WASHINGTON (CN) - A proprietary trading firm on Long Island and its owner agreed to pay a record $7.2 million to settle charges of short-selling violations, the SEC said.
The SEC's Rule 105 prohibits short selling of an equity security during a restricted period - generally five business days before a public offering - and the subsequent purchase of that same security through the offering, the SEC said in a statement Wednesday.
It said that Jeffery W. Lynn created his business Worldwide Capital to invest and trade his own money.

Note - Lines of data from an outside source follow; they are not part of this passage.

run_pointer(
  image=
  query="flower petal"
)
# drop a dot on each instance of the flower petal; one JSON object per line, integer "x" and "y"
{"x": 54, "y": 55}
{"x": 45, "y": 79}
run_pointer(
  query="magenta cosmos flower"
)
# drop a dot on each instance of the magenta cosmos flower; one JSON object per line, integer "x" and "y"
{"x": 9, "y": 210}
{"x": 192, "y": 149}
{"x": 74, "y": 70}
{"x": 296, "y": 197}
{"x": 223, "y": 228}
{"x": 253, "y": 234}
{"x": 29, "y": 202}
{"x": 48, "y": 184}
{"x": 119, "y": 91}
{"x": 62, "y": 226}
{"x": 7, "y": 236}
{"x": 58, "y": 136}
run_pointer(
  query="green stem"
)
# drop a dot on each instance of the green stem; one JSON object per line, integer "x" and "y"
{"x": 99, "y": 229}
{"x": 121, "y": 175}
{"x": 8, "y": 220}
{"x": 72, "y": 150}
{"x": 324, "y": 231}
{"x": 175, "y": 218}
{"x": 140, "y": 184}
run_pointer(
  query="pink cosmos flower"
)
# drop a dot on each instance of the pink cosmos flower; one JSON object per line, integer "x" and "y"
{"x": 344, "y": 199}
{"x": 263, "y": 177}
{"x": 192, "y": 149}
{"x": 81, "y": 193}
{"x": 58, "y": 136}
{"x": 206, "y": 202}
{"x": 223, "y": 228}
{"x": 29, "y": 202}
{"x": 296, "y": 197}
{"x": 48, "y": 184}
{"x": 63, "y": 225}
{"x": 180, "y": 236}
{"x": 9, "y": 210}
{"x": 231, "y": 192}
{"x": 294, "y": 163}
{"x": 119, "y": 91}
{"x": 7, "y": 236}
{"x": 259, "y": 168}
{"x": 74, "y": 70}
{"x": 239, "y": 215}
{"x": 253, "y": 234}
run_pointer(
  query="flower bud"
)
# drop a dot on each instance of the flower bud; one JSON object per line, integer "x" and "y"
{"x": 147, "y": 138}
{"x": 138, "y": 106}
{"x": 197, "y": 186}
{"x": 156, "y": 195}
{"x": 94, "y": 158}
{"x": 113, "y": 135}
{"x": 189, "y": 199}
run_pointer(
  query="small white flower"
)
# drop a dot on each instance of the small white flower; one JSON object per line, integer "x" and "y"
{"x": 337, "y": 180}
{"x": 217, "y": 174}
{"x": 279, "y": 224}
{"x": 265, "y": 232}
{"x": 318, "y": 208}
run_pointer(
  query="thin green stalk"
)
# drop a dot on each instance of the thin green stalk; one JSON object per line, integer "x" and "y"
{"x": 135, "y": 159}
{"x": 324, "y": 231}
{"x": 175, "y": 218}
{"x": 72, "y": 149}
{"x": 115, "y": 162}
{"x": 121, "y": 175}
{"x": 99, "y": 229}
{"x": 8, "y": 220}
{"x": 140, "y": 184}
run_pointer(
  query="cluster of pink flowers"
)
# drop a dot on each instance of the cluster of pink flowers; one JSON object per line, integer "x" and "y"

According to the SEC statement: "Lynn's principal investment strategy focused primarily on new shares of public issuers coming to market through secondary and follow-on public offerings. Through traders he engaged to trade on his behalf, Lynn sought allocations of additional shares soon to be publicly offered, usually at a discount to the market price of the company's already publicly trading shares. He and his traders would then sell those shares short in advance of the offerings. Lynn and Worldwide Capital improperly profited from the difference between the price paid to acquire the offered shares and the market price on the date of the offering."
Lynn and Worldwide agreed to disgorge $4.2 million, plus interest of $526,000, and pay a penalty of $2.5 million, the SEC said.
And they'll do it all without admitting or denying that they did anything wrong, as is customary with SEC enforcement actions.